Le capitaine doit faire la liaison avec les postes avancés de la compagnie dans les terres et notamment avec un certain Kurtz, directeur d’un de ces centres.

Ce voyage va devenir une sorte de parcours initiatique, de cauchemar éveillé, d’enfer vert avec un retour aux premières sensations humaines.

A bord de son navire, un vieux bateau à vapeur brinquebalant, le capitaine va découvrir le continent africain, ses mystères, ses dangers également.

La foret et le fleuve sont systématiquement décrits comme oppressants, générateurs d’un puissant malaise.

Le narrateur-capitaine découvre des Blancs obsédés par le profit et les pillages, bien loin de leurs idéaux progressistes à l’égard des populations noires qui sont le plus souvent exploitées et réquisitionnées comme main d’œuvre.

Rapidement il entend parler de Kurtz, l’homme mystérieux qu’il doit rencontrer.

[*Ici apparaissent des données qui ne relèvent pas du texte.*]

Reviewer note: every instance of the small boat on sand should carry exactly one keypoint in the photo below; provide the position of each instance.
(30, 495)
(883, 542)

Les termes sont étranges, il est d’abord loué comme un homme extraordinairement compétent puis les avis divergent, on raconte qu’il a volé la compagnie, que l’ivoire n’arrive plus et que cet homme gravement malade doit être rapatrié.

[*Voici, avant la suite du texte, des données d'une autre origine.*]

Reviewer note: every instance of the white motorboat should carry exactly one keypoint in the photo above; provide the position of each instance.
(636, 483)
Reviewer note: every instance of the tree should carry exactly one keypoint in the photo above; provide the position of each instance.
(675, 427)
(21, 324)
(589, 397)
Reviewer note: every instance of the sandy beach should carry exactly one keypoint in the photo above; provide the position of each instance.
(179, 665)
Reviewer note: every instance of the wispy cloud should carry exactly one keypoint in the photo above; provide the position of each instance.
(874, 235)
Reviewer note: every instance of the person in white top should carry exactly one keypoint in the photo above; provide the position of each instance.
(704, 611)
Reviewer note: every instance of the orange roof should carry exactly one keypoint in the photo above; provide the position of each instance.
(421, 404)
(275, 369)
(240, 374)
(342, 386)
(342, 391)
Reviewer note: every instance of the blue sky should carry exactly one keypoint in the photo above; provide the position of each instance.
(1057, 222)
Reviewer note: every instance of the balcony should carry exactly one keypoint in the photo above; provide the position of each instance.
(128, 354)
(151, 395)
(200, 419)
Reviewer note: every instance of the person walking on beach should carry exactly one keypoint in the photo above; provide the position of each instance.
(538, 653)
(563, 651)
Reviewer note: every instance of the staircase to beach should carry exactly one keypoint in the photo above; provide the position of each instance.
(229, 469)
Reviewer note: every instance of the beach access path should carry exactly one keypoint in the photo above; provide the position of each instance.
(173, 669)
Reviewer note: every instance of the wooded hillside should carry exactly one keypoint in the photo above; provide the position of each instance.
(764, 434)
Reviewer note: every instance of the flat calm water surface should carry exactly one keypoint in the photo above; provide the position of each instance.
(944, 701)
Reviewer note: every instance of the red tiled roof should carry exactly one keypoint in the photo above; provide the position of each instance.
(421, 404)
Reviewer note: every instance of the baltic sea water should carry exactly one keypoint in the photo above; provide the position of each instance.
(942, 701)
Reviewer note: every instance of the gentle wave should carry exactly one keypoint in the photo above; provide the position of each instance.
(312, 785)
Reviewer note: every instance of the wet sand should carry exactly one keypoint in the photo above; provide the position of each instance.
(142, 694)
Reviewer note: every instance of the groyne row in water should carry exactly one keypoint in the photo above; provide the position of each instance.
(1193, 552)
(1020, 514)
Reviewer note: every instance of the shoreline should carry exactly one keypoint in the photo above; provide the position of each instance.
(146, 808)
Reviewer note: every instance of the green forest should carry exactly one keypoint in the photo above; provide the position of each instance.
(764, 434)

La deuxième partie du roman est donc la quête de cet homme insaisissable et pratiquement mythique.

Une fois sur place, l’équipage se fait attaquer par des tribus guerrières.

Le narrateur apprend que ses tribus sont commandées par Kurtz qui est devenu une sorte de gourou, de demi-dieu de la foret.

Kurtz a apparemment fasciné aussi bien les noirs que les blancs et tous se revendiquent comme ses disciples.

Le capitaine devient lui même fasciné par ses histoires et  finit par rencontrer Kurtz qui est mourant dans la jungle.

Il récupère une partie de ses écrits, la plupart se trouvant être non liés à son métier mais des manuels pour la manière de traiter les sauvages afin de leur apporter le progrès.

Kurtz meurt dans les bras du capitaine qui demeurera complètement hanté et fasciné par cet homme mystique.

« Au cœur des ténèbres » est plus qu’un extraordinaire roman d’aventure.

Il peut être vu comme un refus du matérialisme, une expérience mystique, nihiliste, quasi philosophique, une réflexion sur la mort, le sens de la vie, un retour aux cotés les plus primitifs et enfouis de l’homme.

La langue est exceptionnelle, les descriptions maritimes ou fluviales écrasantes de beauté.

La nature inquiétante et toute puissante ramène l’homme à sa juste place, celle d’un moucheron.

Le lecteur a lui aussi l’impression d’être happé dans un rêve enfiévré, ballotté par le rythme languissant de cette interminable remontée du fleuve ou les hommes blancs perdent  leur raison, le fragile verni de leur civilisation pour se révéler à eux mêmes.

Un livre culte, hypnotisant, troublant, tout le génie de Conrad.

      Et à peine 115 pages...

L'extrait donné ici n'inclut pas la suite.